Another Autistic trait that I can relate to is difficulty with humour.
It isn’t that I never laugh; there are some things that I find hilariously funny. I am a very visual person, and sometimes the pictures that I get in my mind when someone is talking can leave me laughing for hours. I also don’t hear very well – especially if there is background noise, or I am focused on something – and this, too can be very entertaining.
One night, I couldn’t sleep because I couldn’t stop laughing – and when I did get to sleep, I woke up at times through the night, laughing. Every time I thought of it for days, I laughed. What happened? I was playing Sims 3 Pets on the PS3. I had my Sim go to the fridge to get leftovers, and accidentally pressed “detonate” instead. I blew up the fridge, and burnt down the house (my Sims were all okay.) I couldn’t have done that on purpose (my son had been trying to get me to for months) but because it was an accident, I found it very funny.
Once there was a Facebook post about mistakes people use in writing. For months after reading that post I would start laughing at just the thought of it. What did it say? “Sure I make mistakes. After all, nobody’s human.” That is the sort of thing I find funny.
I still laugh now at something that happened when I was about 13. I was in Sea Cadets, and we were supposed to be fund raising by selling chocolate covered almonds. I was with my brother’s best friend, who went up to someone and asked, “Would you like to buy a box of chocolate covered Sea Cadets?” I can’t even write it now without laughing.
Comedies, however, are lost on me. Stand up comedy, sit-coms, most jokes – they just leave me feeling nauseous. I can’t handle dirty jokes. Remember, I have a very visual mind, and these disgust me. (For that reason, I can’t handle swearing, either.) If it is an accident, maybe I will find that funny, but the jokes – never.

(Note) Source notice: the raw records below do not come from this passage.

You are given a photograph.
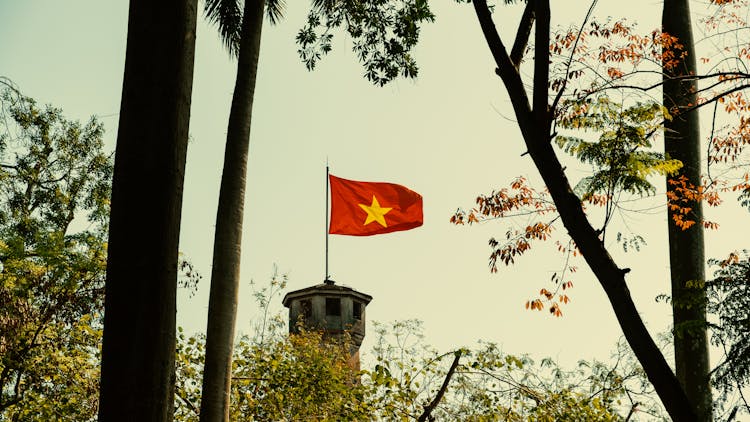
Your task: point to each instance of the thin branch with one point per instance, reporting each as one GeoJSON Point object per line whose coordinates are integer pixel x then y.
{"type": "Point", "coordinates": [523, 33]}
{"type": "Point", "coordinates": [429, 408]}
{"type": "Point", "coordinates": [572, 53]}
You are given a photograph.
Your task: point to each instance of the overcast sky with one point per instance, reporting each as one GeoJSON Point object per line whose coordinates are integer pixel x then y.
{"type": "Point", "coordinates": [448, 135]}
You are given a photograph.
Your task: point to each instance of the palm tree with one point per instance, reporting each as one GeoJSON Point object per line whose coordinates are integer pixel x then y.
{"type": "Point", "coordinates": [138, 351]}
{"type": "Point", "coordinates": [241, 33]}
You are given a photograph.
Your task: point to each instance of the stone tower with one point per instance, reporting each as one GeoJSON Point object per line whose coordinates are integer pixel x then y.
{"type": "Point", "coordinates": [332, 308]}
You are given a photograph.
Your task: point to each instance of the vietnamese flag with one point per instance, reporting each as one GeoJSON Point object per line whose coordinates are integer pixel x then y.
{"type": "Point", "coordinates": [367, 208]}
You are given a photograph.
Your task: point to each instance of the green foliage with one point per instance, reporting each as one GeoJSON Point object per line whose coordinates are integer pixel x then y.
{"type": "Point", "coordinates": [490, 385]}
{"type": "Point", "coordinates": [383, 32]}
{"type": "Point", "coordinates": [620, 157]}
{"type": "Point", "coordinates": [296, 377]}
{"type": "Point", "coordinates": [52, 171]}
{"type": "Point", "coordinates": [728, 301]}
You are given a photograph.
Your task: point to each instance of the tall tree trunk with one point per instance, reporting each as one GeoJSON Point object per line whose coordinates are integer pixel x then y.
{"type": "Point", "coordinates": [535, 127]}
{"type": "Point", "coordinates": [225, 275]}
{"type": "Point", "coordinates": [137, 381]}
{"type": "Point", "coordinates": [686, 253]}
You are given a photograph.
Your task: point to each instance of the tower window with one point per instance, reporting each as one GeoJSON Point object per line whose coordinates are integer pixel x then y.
{"type": "Point", "coordinates": [306, 309]}
{"type": "Point", "coordinates": [357, 310]}
{"type": "Point", "coordinates": [333, 306]}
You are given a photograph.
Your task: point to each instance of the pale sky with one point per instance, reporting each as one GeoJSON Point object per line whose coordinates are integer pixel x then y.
{"type": "Point", "coordinates": [448, 135]}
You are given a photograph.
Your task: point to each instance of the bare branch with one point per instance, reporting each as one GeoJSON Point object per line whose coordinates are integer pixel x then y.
{"type": "Point", "coordinates": [429, 408]}
{"type": "Point", "coordinates": [522, 34]}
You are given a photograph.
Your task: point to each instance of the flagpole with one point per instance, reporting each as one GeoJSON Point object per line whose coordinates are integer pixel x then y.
{"type": "Point", "coordinates": [326, 280]}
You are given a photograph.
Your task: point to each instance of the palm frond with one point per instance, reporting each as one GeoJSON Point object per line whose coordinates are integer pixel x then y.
{"type": "Point", "coordinates": [227, 16]}
{"type": "Point", "coordinates": [275, 10]}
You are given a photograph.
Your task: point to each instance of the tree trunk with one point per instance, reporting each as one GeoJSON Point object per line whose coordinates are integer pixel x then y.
{"type": "Point", "coordinates": [138, 352]}
{"type": "Point", "coordinates": [225, 275]}
{"type": "Point", "coordinates": [686, 249]}
{"type": "Point", "coordinates": [535, 128]}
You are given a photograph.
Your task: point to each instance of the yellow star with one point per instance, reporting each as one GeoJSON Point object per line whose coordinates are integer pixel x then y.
{"type": "Point", "coordinates": [375, 212]}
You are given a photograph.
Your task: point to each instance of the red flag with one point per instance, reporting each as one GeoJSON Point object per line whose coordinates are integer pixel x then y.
{"type": "Point", "coordinates": [367, 208]}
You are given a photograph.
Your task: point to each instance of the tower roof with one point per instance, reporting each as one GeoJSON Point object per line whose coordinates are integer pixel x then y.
{"type": "Point", "coordinates": [325, 289]}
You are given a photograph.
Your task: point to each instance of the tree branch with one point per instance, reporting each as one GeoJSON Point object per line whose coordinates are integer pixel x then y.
{"type": "Point", "coordinates": [429, 408]}
{"type": "Point", "coordinates": [541, 65]}
{"type": "Point", "coordinates": [536, 133]}
{"type": "Point", "coordinates": [522, 34]}
{"type": "Point", "coordinates": [505, 69]}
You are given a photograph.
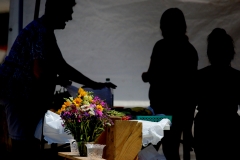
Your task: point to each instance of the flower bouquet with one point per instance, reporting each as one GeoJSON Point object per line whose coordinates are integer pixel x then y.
{"type": "Point", "coordinates": [85, 117]}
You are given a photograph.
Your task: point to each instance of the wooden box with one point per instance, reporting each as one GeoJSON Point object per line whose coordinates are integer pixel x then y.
{"type": "Point", "coordinates": [123, 140]}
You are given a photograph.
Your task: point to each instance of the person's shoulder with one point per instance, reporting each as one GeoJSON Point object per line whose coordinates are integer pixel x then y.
{"type": "Point", "coordinates": [235, 71]}
{"type": "Point", "coordinates": [204, 70]}
{"type": "Point", "coordinates": [160, 42]}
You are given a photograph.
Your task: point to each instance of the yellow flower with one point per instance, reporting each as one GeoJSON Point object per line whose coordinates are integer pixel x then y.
{"type": "Point", "coordinates": [67, 103]}
{"type": "Point", "coordinates": [82, 92]}
{"type": "Point", "coordinates": [59, 111]}
{"type": "Point", "coordinates": [99, 107]}
{"type": "Point", "coordinates": [77, 101]}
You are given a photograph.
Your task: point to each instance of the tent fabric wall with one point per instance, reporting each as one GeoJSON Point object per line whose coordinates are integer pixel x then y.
{"type": "Point", "coordinates": [114, 39]}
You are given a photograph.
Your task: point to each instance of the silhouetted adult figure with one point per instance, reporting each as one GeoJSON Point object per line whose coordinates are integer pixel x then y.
{"type": "Point", "coordinates": [216, 125]}
{"type": "Point", "coordinates": [28, 76]}
{"type": "Point", "coordinates": [170, 74]}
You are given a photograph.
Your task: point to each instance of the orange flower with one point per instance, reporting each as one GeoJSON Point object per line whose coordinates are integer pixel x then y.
{"type": "Point", "coordinates": [67, 103]}
{"type": "Point", "coordinates": [99, 107]}
{"type": "Point", "coordinates": [77, 101]}
{"type": "Point", "coordinates": [82, 92]}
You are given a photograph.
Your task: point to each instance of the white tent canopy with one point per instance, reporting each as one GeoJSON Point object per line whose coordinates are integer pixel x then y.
{"type": "Point", "coordinates": [114, 39]}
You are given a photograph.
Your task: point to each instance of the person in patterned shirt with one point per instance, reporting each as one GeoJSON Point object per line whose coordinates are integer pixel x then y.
{"type": "Point", "coordinates": [28, 74]}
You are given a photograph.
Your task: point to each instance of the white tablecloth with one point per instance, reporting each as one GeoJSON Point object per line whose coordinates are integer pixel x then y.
{"type": "Point", "coordinates": [53, 131]}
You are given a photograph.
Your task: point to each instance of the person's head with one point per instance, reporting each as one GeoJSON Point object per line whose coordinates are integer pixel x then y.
{"type": "Point", "coordinates": [220, 49]}
{"type": "Point", "coordinates": [172, 23]}
{"type": "Point", "coordinates": [59, 12]}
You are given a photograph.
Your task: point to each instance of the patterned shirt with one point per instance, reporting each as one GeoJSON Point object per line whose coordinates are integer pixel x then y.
{"type": "Point", "coordinates": [17, 80]}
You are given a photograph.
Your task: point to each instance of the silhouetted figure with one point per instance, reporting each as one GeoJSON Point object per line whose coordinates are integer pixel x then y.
{"type": "Point", "coordinates": [171, 76]}
{"type": "Point", "coordinates": [216, 125]}
{"type": "Point", "coordinates": [28, 76]}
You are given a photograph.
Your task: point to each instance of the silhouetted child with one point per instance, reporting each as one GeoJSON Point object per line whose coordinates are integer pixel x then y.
{"type": "Point", "coordinates": [216, 125]}
{"type": "Point", "coordinates": [171, 74]}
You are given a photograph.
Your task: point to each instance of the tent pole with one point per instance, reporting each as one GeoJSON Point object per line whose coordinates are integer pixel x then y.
{"type": "Point", "coordinates": [20, 16]}
{"type": "Point", "coordinates": [37, 6]}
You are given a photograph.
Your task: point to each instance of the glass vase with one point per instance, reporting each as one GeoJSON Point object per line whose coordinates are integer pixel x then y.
{"type": "Point", "coordinates": [94, 150]}
{"type": "Point", "coordinates": [82, 148]}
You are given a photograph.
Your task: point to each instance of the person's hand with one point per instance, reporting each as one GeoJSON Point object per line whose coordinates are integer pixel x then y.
{"type": "Point", "coordinates": [101, 85]}
{"type": "Point", "coordinates": [110, 85]}
{"type": "Point", "coordinates": [145, 77]}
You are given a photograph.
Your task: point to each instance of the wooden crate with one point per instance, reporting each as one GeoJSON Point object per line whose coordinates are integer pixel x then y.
{"type": "Point", "coordinates": [123, 140]}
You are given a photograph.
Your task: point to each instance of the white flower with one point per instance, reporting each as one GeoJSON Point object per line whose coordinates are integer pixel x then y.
{"type": "Point", "coordinates": [85, 107]}
{"type": "Point", "coordinates": [91, 113]}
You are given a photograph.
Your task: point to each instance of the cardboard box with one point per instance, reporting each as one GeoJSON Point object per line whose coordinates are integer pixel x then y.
{"type": "Point", "coordinates": [123, 140]}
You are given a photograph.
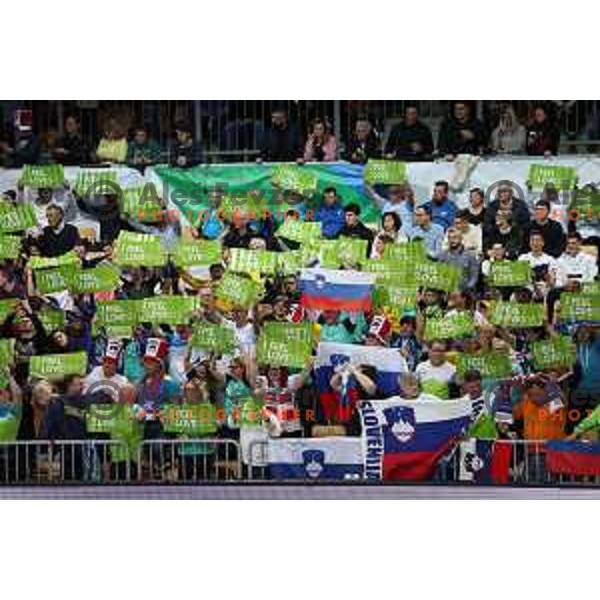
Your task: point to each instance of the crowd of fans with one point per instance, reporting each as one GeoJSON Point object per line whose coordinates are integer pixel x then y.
{"type": "Point", "coordinates": [409, 140]}
{"type": "Point", "coordinates": [157, 364]}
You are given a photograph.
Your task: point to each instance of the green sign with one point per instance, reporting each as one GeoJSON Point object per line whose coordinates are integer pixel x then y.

I may laugh to try not to stand out, but I really feel very sick inside.
I am also very literal. Many times when people try to joke with me, I have no idea what they are talking about. I don’t get subtle sarcasm. In fact, I hardly get sarcasm at all, except in conversations between my son and I. Usually such talk just leaves me feeling anxious, and sometimes stupid, because I don’t understand, and they look at me like I should. I will beat myself up about it after, but that doesn’t help me to understand the jokes.

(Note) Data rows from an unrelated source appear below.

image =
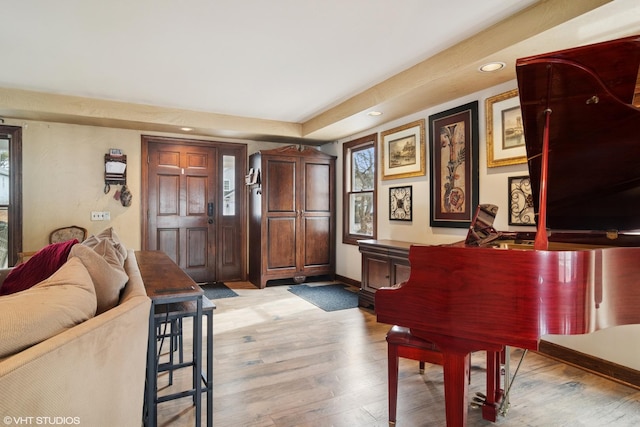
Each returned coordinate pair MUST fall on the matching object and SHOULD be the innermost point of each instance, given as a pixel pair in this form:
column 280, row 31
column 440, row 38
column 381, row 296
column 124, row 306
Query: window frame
column 347, row 149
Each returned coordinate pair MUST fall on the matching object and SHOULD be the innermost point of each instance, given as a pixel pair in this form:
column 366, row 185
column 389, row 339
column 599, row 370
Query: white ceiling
column 279, row 68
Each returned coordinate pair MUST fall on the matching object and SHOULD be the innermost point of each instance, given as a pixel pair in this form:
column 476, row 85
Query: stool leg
column 392, row 366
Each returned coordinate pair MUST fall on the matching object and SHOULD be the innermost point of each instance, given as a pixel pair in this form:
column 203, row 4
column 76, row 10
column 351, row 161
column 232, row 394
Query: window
column 359, row 221
column 10, row 194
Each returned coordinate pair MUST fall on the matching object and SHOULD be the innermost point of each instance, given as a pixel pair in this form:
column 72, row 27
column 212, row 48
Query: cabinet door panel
column 281, row 243
column 317, row 196
column 317, row 241
column 401, row 273
column 280, row 194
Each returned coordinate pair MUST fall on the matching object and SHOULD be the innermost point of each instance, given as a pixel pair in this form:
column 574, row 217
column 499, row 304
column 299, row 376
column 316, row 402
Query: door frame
column 186, row 142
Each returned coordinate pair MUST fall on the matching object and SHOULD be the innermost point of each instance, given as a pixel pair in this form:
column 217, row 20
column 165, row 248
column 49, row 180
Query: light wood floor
column 280, row 361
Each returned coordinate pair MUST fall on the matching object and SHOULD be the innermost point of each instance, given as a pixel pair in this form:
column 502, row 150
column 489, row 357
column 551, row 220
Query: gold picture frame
column 403, row 151
column 505, row 134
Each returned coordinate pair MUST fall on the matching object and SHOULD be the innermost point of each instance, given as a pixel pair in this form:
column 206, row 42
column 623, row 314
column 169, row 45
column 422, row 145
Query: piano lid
column 594, row 134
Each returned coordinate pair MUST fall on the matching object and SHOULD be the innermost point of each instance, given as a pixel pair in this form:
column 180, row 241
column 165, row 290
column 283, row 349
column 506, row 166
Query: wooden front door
column 187, row 207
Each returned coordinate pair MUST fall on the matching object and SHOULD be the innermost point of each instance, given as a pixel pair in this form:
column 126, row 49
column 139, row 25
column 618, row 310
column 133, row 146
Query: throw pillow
column 41, row 265
column 103, row 264
column 110, row 235
column 54, row 305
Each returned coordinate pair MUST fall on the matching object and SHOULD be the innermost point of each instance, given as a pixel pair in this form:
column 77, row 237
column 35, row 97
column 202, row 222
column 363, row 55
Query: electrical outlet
column 97, row 216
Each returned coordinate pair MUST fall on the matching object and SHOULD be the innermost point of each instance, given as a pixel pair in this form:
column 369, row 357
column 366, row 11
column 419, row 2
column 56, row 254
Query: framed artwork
column 453, row 136
column 505, row 133
column 400, row 203
column 521, row 211
column 403, row 151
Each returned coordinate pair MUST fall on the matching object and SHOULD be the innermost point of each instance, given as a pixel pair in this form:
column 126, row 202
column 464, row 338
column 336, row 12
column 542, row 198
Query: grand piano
column 580, row 271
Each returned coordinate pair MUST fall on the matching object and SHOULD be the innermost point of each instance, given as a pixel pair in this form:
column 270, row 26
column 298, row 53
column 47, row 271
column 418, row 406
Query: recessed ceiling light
column 492, row 66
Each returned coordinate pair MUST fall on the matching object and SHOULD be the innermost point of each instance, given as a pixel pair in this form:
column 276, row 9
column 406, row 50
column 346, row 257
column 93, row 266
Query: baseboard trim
column 347, row 281
column 613, row 371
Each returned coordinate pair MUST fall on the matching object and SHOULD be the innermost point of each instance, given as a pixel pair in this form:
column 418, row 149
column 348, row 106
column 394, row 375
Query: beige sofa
column 92, row 374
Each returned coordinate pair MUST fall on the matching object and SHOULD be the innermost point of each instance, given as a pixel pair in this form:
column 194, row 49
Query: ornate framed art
column 400, row 203
column 453, row 136
column 505, row 133
column 403, row 151
column 521, row 211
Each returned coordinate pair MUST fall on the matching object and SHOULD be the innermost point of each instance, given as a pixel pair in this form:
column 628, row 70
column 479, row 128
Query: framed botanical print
column 454, row 166
column 505, row 132
column 521, row 210
column 403, row 151
column 400, row 203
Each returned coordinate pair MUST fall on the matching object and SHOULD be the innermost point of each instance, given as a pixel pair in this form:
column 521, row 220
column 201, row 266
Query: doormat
column 327, row 297
column 217, row 290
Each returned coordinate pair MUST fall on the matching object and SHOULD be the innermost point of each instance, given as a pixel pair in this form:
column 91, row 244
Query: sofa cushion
column 110, row 235
column 54, row 305
column 41, row 265
column 108, row 275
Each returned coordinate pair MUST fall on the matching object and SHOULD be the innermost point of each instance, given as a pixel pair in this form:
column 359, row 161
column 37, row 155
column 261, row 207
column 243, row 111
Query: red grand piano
column 580, row 271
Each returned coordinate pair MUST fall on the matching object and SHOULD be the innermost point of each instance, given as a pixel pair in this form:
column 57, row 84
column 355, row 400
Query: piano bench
column 401, row 343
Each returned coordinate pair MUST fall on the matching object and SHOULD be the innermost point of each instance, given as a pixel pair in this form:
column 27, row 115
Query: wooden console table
column 170, row 287
column 384, row 263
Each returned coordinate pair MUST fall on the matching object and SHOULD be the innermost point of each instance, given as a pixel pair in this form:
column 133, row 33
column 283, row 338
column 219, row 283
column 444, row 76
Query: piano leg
column 494, row 391
column 456, row 387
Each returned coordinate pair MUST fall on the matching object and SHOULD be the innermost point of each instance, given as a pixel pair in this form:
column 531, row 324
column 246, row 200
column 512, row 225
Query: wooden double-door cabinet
column 384, row 263
column 291, row 215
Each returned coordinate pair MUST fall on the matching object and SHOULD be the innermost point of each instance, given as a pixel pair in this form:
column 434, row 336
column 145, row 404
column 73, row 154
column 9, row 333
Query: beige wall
column 620, row 344
column 63, row 179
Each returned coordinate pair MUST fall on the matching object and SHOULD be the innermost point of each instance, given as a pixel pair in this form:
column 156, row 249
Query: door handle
column 210, row 212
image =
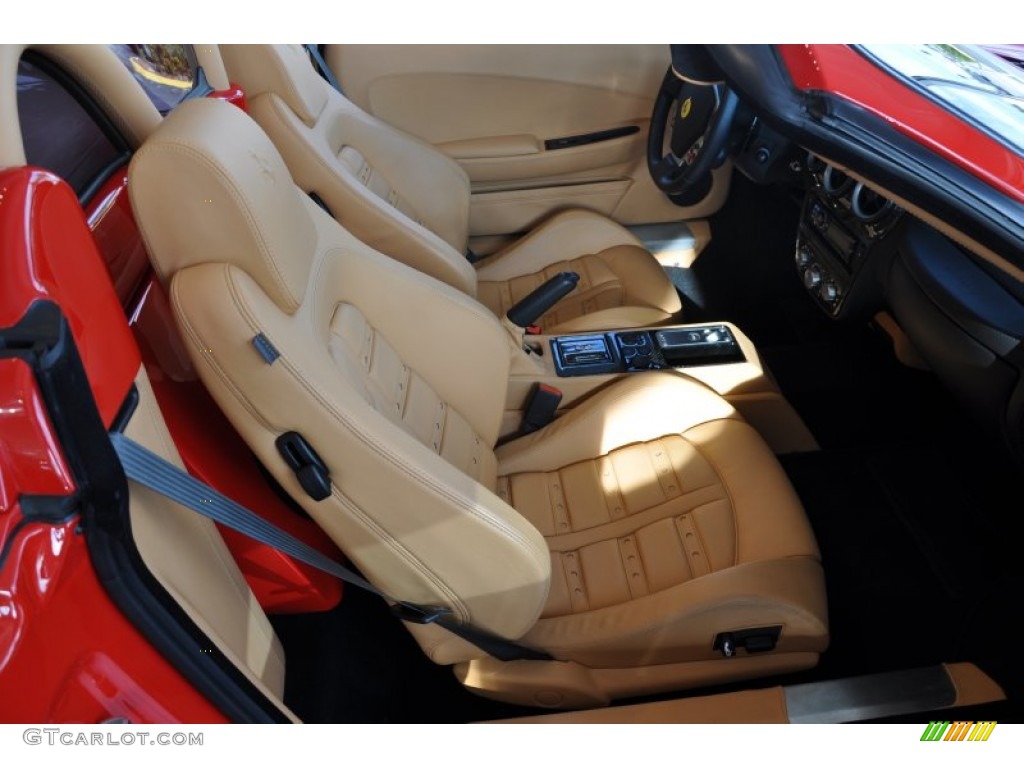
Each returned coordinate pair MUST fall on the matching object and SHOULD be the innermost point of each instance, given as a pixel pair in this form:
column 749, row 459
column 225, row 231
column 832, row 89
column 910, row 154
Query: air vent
column 867, row 205
column 835, row 182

When people tell me something, I usually believe them. Either that, or I get angry with them for lying to me. I have been told throughout my life (mostly my teen years and after, because I didn’t talk and so people didn’t know what I believed before that) that I am very gullible. Just tell me the truth. I believe in being real; and forget the jokes – there is a lot that will make me laugh, but not that.